PCA
Principal Component Analysis (PCA) is the most popular dimensionality reduction algorithm by far. First it identifies the hyperplane that lies closest to the data, and then it projects the data onto it. Before we can project the training set onto a lower-dimensional hyperplane, we first need to choose the right hyperplane. It seems reasonable to select the axis that preserves the maximum amount of variance, as it will most likely lose less information than the other projections. Another way to justify this choice is that it is the axis that minimizes the mean squared distance between the original dataset and its projection onto that axis. This is the basic idea behind PCA.
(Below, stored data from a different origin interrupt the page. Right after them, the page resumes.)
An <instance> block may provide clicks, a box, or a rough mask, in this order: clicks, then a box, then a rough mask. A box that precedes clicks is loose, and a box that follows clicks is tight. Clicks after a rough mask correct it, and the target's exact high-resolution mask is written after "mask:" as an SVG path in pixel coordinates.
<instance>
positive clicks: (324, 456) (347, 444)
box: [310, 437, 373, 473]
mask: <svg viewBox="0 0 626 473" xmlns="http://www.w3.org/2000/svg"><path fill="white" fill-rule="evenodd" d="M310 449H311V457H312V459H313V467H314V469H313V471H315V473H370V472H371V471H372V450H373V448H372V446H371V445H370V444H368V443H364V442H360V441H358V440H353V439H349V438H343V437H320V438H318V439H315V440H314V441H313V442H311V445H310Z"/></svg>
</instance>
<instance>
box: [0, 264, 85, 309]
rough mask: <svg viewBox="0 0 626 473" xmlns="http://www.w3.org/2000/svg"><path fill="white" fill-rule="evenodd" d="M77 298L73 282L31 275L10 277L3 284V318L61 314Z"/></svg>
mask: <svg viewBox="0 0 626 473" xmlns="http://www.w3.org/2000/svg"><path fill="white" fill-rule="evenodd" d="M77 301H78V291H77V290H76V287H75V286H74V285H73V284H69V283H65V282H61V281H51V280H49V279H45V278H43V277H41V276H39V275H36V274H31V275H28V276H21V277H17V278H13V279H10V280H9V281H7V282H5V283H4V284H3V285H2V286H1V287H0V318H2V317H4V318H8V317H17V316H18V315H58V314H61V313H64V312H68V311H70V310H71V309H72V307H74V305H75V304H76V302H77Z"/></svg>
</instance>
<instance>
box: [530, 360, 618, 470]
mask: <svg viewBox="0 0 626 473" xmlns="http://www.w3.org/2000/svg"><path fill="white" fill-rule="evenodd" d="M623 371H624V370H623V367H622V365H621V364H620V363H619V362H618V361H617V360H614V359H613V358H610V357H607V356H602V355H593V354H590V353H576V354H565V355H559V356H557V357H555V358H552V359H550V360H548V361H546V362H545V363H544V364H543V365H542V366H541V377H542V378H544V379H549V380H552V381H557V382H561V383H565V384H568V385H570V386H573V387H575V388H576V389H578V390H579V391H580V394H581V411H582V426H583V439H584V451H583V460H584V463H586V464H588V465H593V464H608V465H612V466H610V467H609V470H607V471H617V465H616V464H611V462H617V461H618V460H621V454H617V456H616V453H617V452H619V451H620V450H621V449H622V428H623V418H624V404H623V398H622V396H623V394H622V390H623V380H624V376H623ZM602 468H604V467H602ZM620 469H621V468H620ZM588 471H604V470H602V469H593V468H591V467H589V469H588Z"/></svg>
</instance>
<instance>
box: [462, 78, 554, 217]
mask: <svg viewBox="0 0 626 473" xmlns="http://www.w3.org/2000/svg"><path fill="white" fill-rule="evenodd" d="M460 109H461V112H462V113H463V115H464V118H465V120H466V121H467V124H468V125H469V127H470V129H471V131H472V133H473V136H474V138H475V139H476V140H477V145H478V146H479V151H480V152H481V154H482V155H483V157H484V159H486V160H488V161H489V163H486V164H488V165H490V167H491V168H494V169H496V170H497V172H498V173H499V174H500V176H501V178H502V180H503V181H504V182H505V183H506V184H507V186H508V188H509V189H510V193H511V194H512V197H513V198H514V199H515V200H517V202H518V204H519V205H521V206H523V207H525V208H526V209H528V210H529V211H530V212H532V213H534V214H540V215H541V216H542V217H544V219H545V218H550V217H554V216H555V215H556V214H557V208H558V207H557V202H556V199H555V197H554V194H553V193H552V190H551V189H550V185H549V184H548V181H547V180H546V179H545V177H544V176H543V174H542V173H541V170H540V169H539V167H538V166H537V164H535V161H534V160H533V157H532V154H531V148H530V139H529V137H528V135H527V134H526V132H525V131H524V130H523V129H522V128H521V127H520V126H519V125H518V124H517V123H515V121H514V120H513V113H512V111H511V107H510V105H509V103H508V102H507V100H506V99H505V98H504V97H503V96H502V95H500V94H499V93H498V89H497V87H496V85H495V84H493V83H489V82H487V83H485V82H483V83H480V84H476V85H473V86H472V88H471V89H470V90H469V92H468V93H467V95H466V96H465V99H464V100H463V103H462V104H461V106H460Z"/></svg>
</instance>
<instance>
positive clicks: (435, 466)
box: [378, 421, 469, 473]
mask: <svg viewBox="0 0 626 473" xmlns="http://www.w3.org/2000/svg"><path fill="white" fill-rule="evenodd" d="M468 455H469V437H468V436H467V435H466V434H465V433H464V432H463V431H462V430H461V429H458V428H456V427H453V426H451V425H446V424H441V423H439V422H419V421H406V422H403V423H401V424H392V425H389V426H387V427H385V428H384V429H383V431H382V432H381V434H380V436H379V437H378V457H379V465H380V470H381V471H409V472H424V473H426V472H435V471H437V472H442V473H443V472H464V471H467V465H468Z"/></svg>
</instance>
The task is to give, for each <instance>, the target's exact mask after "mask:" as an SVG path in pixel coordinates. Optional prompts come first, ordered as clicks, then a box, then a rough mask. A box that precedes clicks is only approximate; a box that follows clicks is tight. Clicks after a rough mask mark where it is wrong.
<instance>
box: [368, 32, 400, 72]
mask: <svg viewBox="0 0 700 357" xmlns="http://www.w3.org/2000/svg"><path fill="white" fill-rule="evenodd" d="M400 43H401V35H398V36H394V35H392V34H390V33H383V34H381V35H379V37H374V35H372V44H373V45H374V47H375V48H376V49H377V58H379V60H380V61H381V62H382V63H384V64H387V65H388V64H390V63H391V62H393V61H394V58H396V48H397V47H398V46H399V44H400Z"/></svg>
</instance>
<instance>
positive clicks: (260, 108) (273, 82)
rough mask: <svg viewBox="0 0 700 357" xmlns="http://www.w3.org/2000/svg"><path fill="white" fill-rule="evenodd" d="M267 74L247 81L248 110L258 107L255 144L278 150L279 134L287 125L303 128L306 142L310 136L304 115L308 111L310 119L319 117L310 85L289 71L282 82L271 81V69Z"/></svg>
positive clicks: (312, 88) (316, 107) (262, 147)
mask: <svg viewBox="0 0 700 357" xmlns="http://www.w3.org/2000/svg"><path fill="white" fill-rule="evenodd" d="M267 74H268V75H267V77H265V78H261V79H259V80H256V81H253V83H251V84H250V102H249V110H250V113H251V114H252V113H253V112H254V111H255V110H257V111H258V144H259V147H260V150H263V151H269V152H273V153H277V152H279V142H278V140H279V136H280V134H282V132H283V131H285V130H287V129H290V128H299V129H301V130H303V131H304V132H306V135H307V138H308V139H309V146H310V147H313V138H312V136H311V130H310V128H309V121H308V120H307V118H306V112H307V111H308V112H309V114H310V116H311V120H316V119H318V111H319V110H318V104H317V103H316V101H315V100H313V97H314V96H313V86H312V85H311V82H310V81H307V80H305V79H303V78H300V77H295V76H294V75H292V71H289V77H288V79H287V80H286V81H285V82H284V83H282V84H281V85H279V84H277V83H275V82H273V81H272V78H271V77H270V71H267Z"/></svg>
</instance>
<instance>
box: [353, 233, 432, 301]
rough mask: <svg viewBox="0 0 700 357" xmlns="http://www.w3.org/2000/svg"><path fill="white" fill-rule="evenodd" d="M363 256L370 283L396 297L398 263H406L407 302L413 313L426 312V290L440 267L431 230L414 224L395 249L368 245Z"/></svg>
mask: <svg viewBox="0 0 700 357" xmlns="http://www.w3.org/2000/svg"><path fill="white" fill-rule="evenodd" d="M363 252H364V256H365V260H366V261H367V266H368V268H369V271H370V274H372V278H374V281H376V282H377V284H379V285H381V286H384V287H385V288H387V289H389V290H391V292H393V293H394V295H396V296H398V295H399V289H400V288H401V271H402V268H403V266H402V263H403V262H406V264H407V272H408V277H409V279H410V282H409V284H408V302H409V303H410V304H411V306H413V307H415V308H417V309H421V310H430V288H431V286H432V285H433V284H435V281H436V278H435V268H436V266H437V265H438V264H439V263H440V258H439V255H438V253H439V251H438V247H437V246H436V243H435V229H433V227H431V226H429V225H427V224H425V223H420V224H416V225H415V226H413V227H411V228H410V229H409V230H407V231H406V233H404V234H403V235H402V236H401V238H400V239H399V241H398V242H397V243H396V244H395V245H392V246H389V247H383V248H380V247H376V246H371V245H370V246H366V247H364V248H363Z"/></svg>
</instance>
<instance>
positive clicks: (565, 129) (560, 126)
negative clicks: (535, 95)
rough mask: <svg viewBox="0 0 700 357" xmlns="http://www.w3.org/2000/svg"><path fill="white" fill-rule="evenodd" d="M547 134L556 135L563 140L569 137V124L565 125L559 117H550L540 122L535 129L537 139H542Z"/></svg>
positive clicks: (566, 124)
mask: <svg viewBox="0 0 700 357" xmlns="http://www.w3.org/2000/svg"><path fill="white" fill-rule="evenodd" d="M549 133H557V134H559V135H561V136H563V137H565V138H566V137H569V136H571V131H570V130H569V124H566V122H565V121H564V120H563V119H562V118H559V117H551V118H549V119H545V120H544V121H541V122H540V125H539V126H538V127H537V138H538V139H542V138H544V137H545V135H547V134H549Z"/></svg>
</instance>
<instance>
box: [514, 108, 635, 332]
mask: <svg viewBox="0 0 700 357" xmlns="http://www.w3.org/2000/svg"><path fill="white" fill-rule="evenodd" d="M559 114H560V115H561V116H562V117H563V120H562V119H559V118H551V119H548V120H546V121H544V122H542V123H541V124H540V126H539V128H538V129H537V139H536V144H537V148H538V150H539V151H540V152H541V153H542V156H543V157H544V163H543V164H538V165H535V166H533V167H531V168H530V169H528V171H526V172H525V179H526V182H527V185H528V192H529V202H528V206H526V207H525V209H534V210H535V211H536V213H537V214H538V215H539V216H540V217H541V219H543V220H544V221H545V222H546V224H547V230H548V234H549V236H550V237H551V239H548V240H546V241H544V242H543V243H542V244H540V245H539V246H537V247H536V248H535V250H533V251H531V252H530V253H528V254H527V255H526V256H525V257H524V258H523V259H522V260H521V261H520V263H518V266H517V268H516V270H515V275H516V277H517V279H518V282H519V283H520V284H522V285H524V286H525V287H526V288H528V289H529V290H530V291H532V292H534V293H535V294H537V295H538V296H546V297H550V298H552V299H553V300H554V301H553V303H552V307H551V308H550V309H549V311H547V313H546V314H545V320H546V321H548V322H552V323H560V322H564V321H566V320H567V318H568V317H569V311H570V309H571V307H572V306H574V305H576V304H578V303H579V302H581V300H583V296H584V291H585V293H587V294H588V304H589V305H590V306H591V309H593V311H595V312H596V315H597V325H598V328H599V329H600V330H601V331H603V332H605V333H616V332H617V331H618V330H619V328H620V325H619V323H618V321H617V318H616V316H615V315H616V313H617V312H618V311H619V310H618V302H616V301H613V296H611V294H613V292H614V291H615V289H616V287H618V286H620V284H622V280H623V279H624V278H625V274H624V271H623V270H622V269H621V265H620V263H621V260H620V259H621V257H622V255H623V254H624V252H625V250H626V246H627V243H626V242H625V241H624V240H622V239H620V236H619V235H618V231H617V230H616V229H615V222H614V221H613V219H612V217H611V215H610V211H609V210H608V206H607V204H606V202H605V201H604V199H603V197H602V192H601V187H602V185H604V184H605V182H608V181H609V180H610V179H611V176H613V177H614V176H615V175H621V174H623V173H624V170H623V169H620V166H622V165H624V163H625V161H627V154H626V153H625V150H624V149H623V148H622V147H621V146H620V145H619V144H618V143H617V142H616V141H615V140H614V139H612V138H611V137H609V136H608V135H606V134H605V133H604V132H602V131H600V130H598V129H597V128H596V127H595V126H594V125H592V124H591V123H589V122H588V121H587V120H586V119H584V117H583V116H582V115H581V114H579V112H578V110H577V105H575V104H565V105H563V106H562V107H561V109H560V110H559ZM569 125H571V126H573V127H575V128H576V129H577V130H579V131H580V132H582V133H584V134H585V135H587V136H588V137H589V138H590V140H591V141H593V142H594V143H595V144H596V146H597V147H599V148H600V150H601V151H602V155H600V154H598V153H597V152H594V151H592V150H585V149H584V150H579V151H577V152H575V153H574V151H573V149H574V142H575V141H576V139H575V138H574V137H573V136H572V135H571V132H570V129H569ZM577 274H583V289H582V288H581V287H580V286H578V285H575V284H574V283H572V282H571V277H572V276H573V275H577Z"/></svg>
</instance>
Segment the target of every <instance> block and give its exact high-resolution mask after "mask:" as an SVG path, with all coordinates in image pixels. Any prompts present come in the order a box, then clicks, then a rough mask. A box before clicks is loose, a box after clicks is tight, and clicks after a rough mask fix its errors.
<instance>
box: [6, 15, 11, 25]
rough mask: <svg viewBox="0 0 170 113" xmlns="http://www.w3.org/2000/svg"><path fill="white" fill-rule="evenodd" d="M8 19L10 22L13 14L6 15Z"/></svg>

PCA identifies the axis that accounts for the largest amount of variance in the training set. It also finds a second axis, orthogonal to the first one, that accounts for the largest amount of remaining variance. If it were a higher-dimensional dataset, PCA would also find a third axis, orthogonal to both previous axes, and a fourth, a fifth, and so on. The ith axis is called the ith principal component (PC) of the data. For each principal component, PCA finds a zero-centered unit vector pointing in the direction of the PC. Since two opposing unit vectors lie on the same axis, the direction of the unit vectors returned by PCA is not stable.
How to find the principal components of a training set is important issue. There is a standard matrix factorization technique called Singular Value Decomposition (SVD) that can decompose the training set matrix X into the matrix multiplication of three matrices UΣV⊺, where V contains the unit vectors that define all the principal components that we are looking for.
PCA assumes that the dataset is centered around the origin. Once we have identified all the principal components, we can reduce the dimensionality of the dataset down to d dimensions by projecting it onto the hyperplane defined by the first d principal components. Selecting this hyperplane ensures that the projection will preserve as much variance as possible.
It is also possible to decompress the reduced dataset back to the original dimensions by applying the inverse transformation of the PCA projection. This won’t give back the original data, since the projection lost a bit of information, but it will likely be close to the original data. The mean squared distance between the original data and the reconstructed data (compressed and then decompressed) is called the reconstruction error.